Após o sucesso de suas duas temporadas na cidade de São João del-Rei, em Minas Gerais, a peça Calmaria será exibida nesta semana no Teatro da USP (Tusp). A montagem possui roteiro original, escrito por Maria Clara Ferrer e Thiago David, e foi produzida por alunos e alunas do Departamento de Artes da Cena da Universidade Federal de São João del-Rei (UFSJ). Em cartaz de 22 a 25 de fevereiro, o espetáculo mineiro tem entrada franca.

O enredo acompanha a família Maranhão, composta de 14 personagens pertencentes a quatro gerações diferentes, e seu cotidiano vivido num barco em alto-mar, o Calmaria. O conflito inicial da peça se dá na expectativa da chegada de Simone, filha do patriarca Alcino, que decidiu abandonar o barco para viver em terra firme. Dividido em quatro atos, o espetáculo se aprofunda nas tensões familiares e traz à tona segredos e ressentimentos, resultados de uma estrutura familiar patriarcal em colapso. A peça explora sentimentos como o luto, a maternidade e as questões sexuais e afetivas que surgem da convivência em um espaço limitado. “É uma peça que fala muito sobre os ‘ditos’ e os ‘não ditos’, aquelas coisas que não somos capazes de colocar para fora e que acabam ficando entaladas. Todos esses sentimentos guardados eventualmente geram uma série de conflitos”, conta Maria Clara Ferrer ao Jornal da USP.

Maria Clara Ferrer e Thiago David, criadores e diretores da peça – Foto: Divulgação/Instagram/@calmariaespetaculo

Professora do Departamento de Artes da Cena da UFSJ, que atuou como diretora e dramaturga do espetáculo, Maria Clara explica alguns dos simbolismos e significados ocultos dos elementos da obra: “A figura do barco é uma metáfora para uma célula familiar, a ideia de que estão todos ‘no mesmo barco’”. Outro elemento cenográfico importante para a trama é a mesa de jantar. “Ela é um símbolo da união familiar, do encontro dos membros e onde tudo acontece. Nossa mesa é suspensa, então desde o início passa uma sensação de instabilidade, e ao longo da peça é possível ver sua estrutura física se deteriorando à medida que as relações familiares se abalam.”

Maria Clara conta ainda sobre a relevância de figuras que reforçam a falta de comunicação e os relacionamentos conturbados: “Um dos personagens mais interessantes é o Julinho, uma criança que morreu aos 45 dias de vida e que atua como uma espécie de fantasma da família, aparecendo em certos momentos para revelar ao público segredos e devaneios que são intrínsecos à trama, assumindo um papel similar ao de um narrador”.

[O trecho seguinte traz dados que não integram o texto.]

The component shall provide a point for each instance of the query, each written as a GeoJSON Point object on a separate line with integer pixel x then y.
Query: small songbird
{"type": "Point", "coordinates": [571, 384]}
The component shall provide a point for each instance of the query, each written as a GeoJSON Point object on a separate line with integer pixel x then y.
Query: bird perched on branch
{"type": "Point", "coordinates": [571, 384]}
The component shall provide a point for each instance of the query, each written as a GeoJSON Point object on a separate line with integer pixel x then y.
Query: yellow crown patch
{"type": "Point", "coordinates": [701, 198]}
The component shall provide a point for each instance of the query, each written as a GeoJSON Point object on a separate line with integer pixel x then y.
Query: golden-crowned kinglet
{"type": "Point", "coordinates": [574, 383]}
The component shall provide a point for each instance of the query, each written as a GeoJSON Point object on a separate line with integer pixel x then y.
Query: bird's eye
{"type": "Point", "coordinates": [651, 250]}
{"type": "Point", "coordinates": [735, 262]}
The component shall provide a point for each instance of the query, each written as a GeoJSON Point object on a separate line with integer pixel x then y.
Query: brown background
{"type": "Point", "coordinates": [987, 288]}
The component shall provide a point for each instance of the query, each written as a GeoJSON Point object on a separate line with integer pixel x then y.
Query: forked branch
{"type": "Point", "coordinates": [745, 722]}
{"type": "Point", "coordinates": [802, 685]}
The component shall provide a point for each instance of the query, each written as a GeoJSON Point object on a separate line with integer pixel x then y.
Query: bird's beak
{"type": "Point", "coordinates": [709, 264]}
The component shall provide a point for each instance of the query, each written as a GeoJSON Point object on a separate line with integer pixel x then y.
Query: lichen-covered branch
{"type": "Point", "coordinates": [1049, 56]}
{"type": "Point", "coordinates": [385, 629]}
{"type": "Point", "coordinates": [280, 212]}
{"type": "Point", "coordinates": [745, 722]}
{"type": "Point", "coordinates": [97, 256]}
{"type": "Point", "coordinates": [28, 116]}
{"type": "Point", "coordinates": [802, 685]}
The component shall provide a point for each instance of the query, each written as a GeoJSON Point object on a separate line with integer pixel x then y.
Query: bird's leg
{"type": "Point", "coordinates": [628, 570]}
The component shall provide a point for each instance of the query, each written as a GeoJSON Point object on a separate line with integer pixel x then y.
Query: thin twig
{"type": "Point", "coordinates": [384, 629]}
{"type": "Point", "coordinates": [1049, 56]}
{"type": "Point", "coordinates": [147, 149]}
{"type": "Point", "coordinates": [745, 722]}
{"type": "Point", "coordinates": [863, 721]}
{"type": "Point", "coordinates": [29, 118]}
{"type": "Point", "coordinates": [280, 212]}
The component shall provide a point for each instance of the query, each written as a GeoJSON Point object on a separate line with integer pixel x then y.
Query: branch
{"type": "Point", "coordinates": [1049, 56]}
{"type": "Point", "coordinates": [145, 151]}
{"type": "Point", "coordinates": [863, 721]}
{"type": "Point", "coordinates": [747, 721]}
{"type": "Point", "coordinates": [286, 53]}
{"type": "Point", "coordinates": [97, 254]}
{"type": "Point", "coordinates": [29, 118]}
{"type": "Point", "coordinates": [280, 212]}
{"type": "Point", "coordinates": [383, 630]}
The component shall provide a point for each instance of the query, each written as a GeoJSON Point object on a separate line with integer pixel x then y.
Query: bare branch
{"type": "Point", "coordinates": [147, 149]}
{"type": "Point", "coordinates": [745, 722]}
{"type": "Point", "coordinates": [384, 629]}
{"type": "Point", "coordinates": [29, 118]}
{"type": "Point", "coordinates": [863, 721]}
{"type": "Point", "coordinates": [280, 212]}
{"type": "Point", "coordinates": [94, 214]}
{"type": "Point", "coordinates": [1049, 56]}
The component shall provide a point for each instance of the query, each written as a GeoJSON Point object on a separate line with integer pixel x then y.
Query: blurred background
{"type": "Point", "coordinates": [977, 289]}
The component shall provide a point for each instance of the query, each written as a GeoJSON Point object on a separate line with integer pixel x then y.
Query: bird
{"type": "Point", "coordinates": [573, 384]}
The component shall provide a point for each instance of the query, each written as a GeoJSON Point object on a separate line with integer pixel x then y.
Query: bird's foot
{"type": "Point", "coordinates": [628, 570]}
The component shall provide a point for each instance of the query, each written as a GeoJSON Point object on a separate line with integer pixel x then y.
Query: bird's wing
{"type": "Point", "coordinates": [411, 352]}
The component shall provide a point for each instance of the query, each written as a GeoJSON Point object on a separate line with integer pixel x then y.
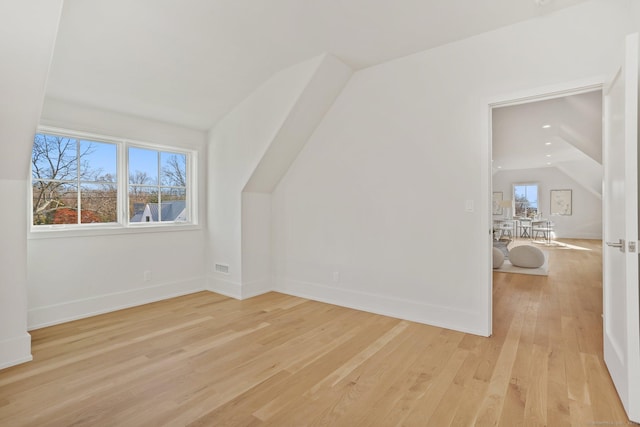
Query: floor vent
{"type": "Point", "coordinates": [222, 268]}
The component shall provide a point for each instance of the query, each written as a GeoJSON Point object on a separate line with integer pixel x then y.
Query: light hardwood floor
{"type": "Point", "coordinates": [278, 360]}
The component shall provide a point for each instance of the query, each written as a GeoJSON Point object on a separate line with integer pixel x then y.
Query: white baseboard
{"type": "Point", "coordinates": [256, 287]}
{"type": "Point", "coordinates": [444, 317]}
{"type": "Point", "coordinates": [16, 350]}
{"type": "Point", "coordinates": [224, 287]}
{"type": "Point", "coordinates": [40, 317]}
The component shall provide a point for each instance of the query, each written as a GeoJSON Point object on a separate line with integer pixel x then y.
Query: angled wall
{"type": "Point", "coordinates": [386, 208]}
{"type": "Point", "coordinates": [249, 151]}
{"type": "Point", "coordinates": [27, 36]}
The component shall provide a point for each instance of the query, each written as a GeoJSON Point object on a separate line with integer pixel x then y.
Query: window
{"type": "Point", "coordinates": [81, 181]}
{"type": "Point", "coordinates": [71, 176]}
{"type": "Point", "coordinates": [525, 197]}
{"type": "Point", "coordinates": [157, 186]}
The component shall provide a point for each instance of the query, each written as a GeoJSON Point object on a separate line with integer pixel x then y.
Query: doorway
{"type": "Point", "coordinates": [533, 151]}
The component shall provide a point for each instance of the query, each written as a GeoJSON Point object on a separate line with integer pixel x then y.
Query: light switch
{"type": "Point", "coordinates": [468, 206]}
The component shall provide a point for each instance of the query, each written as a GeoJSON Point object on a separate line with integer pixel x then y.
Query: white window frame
{"type": "Point", "coordinates": [525, 184]}
{"type": "Point", "coordinates": [123, 224]}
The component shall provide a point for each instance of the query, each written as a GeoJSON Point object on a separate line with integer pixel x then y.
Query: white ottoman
{"type": "Point", "coordinates": [526, 256]}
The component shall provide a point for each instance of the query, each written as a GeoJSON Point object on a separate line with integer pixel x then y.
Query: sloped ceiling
{"type": "Point", "coordinates": [563, 133]}
{"type": "Point", "coordinates": [190, 62]}
{"type": "Point", "coordinates": [574, 130]}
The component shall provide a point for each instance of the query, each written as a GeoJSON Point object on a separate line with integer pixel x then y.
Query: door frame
{"type": "Point", "coordinates": [509, 99]}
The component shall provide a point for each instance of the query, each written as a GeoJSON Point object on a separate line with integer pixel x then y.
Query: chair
{"type": "Point", "coordinates": [506, 228]}
{"type": "Point", "coordinates": [526, 228]}
{"type": "Point", "coordinates": [542, 227]}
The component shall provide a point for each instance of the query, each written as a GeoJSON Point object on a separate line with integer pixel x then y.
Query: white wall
{"type": "Point", "coordinates": [27, 36]}
{"type": "Point", "coordinates": [586, 220]}
{"type": "Point", "coordinates": [77, 276]}
{"type": "Point", "coordinates": [236, 145]}
{"type": "Point", "coordinates": [250, 150]}
{"type": "Point", "coordinates": [378, 194]}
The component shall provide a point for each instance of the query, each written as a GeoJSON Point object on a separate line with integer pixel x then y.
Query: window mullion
{"type": "Point", "coordinates": [79, 197]}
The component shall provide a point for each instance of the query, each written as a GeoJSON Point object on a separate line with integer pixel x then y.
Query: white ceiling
{"type": "Point", "coordinates": [190, 62]}
{"type": "Point", "coordinates": [574, 133]}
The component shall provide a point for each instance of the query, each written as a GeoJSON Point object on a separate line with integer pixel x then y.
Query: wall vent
{"type": "Point", "coordinates": [222, 268]}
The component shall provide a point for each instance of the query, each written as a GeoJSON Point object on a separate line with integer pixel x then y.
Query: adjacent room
{"type": "Point", "coordinates": [284, 213]}
{"type": "Point", "coordinates": [547, 177]}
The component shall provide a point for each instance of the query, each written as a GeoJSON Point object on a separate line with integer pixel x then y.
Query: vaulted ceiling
{"type": "Point", "coordinates": [190, 62]}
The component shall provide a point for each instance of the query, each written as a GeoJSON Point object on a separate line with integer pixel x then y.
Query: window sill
{"type": "Point", "coordinates": [61, 232]}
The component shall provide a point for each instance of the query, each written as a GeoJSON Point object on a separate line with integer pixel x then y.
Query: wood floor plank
{"type": "Point", "coordinates": [277, 360]}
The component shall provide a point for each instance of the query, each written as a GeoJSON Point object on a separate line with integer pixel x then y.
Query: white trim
{"type": "Point", "coordinates": [40, 317]}
{"type": "Point", "coordinates": [123, 145]}
{"type": "Point", "coordinates": [224, 287]}
{"type": "Point", "coordinates": [16, 350]}
{"type": "Point", "coordinates": [434, 315]}
{"type": "Point", "coordinates": [515, 98]}
{"type": "Point", "coordinates": [256, 287]}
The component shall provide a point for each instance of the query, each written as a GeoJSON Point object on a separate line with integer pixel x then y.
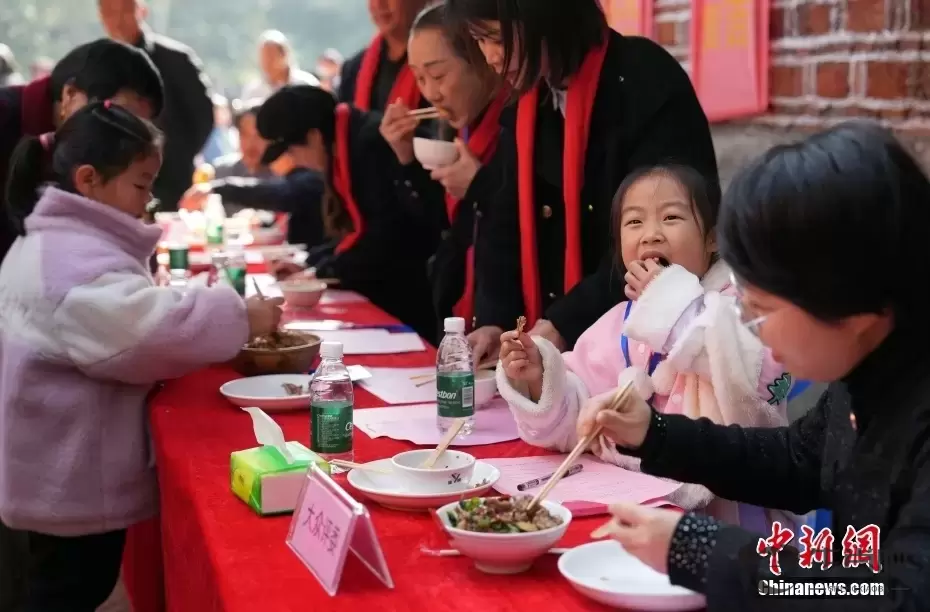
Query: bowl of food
{"type": "Point", "coordinates": [302, 293]}
{"type": "Point", "coordinates": [451, 472]}
{"type": "Point", "coordinates": [283, 352]}
{"type": "Point", "coordinates": [434, 154]}
{"type": "Point", "coordinates": [485, 386]}
{"type": "Point", "coordinates": [500, 534]}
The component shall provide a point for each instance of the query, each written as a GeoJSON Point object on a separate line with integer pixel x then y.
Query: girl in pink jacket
{"type": "Point", "coordinates": [679, 339]}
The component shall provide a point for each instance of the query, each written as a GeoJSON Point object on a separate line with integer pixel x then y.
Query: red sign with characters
{"type": "Point", "coordinates": [630, 17]}
{"type": "Point", "coordinates": [860, 547]}
{"type": "Point", "coordinates": [730, 56]}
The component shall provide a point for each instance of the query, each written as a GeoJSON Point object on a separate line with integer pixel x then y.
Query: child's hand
{"type": "Point", "coordinates": [521, 357]}
{"type": "Point", "coordinates": [639, 274]}
{"type": "Point", "coordinates": [626, 426]}
{"type": "Point", "coordinates": [264, 315]}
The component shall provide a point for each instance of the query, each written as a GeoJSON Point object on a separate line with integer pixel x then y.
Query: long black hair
{"type": "Point", "coordinates": [561, 31]}
{"type": "Point", "coordinates": [102, 135]}
{"type": "Point", "coordinates": [835, 224]}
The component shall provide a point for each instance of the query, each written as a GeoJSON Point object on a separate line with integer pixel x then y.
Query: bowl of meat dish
{"type": "Point", "coordinates": [302, 293]}
{"type": "Point", "coordinates": [501, 535]}
{"type": "Point", "coordinates": [283, 352]}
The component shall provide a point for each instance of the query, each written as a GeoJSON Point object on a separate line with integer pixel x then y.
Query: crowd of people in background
{"type": "Point", "coordinates": [578, 189]}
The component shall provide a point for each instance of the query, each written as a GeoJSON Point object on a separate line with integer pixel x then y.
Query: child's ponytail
{"type": "Point", "coordinates": [25, 177]}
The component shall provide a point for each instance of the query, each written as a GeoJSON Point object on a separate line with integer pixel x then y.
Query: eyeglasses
{"type": "Point", "coordinates": [752, 324]}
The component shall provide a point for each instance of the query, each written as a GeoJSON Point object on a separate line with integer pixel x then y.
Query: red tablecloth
{"type": "Point", "coordinates": [218, 555]}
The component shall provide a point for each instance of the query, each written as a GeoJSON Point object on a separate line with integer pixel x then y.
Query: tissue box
{"type": "Point", "coordinates": [262, 477]}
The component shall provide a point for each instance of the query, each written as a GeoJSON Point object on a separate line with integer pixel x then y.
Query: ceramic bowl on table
{"type": "Point", "coordinates": [485, 386]}
{"type": "Point", "coordinates": [434, 154]}
{"type": "Point", "coordinates": [452, 472]}
{"type": "Point", "coordinates": [608, 574]}
{"type": "Point", "coordinates": [272, 393]}
{"type": "Point", "coordinates": [505, 553]}
{"type": "Point", "coordinates": [298, 359]}
{"type": "Point", "coordinates": [302, 293]}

A luz e sonoplastia também são essenciais para a caracterização da peça e seu andamento. No terceiro ato, quando os conflitos estão no auge e o público penetra na subjetividade dos personagens, a iluminação mais escura — com poucos refletores e muitos jogos de sombra — reforça a impressão de se estar realmente no coração do conflito. Dessa mesma forma, os sons não se limitam à música e ruídos de mar, mas constantes rumores e vozes abafadas, que representam “os sons inconscientes da família, os gritos não dados, os segredos escondidos”, conta a diretora.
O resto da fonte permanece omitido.